4.4 Paper IV: Low-Cost Open-Page Prefetch Scheduling in Chip Multiprocessors

4.4.1 Abstract

The pressure on off-chip memory increases significantly as more cores compete for the same resources. A CMP deals with the memory wall by exploiting thread level parallelism (TLP), shifting the focus from reducing overall memory latency to memory throughput. This extends to the memory controller where the 3D structure of modern DRAM is exploited to increase throughput.

Traditionally, prefetching reduces latency by fetching data before it is needed. In this paper we explore how prefetching can be used to increase memory throughput. We present our own low-cost open-page prefetch scheduler that exploits the 3D structure of DRAM when issuing prefetches. We show that because of the complex structure of modern DRAM, prefetches can be made cheaper than ordinary reads, thus making prefetching beneficial even when prefetcher accuracy is low. As a result, prefetching with good coverage is more important than high accuracy. By exploiting this observation our low-cost open page scheme increases performance and QoS. Furthermore, we explore how prefetches should be scheduled in a state of the art memory controller by examining sequential, scheduled region, CZone/Delta Correlation and reference prediction table prefetchers.

4.4.2 Retrospective View

This paper explores how prefetches should be scheduled in a modern DRAM controller.

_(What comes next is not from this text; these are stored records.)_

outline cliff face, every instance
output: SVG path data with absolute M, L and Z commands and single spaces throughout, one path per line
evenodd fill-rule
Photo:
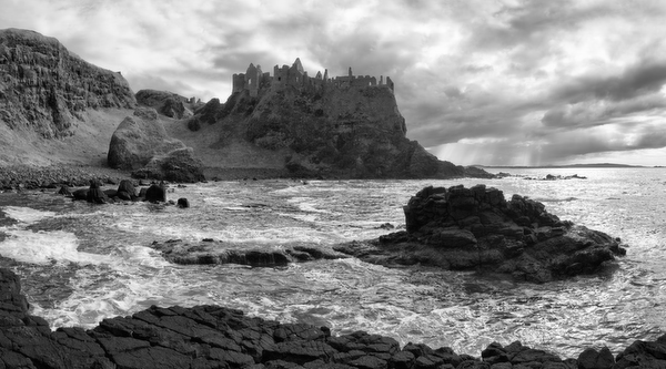
M 307 79 L 299 60 L 290 71 L 292 74 L 284 74 L 281 81 L 264 74 L 256 89 L 238 88 L 234 75 L 235 92 L 226 103 L 212 101 L 196 111 L 188 125 L 191 130 L 219 125 L 218 146 L 228 146 L 234 140 L 245 141 L 282 156 L 286 171 L 295 175 L 356 178 L 487 175 L 438 161 L 418 143 L 407 140 L 392 83 L 354 83 L 357 80 L 351 74 L 333 82 Z M 301 74 L 291 79 L 294 73 Z M 363 81 L 370 80 L 366 76 Z
M 81 60 L 53 38 L 0 30 L 0 120 L 10 130 L 65 137 L 89 109 L 134 105 L 120 73 Z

At the time, this was a largely unexplored area [38]. After I presented this paper at ICCD, Lee et al. presented another approach to the same problem at the International Symposium on Microarchitecture. They noticed that some benchmarks would perform better when prefetches were inserted directly into the read queue. On other benchmarks, performance would increase if the prefetches were inserted into a dedicated prefetch queue. Their approach uses the estimated prefetch accuracy to choose where to insert new prefetches.

This work was continued and resulted in another paper (Paper IX) which further investigates prefetch scheduling.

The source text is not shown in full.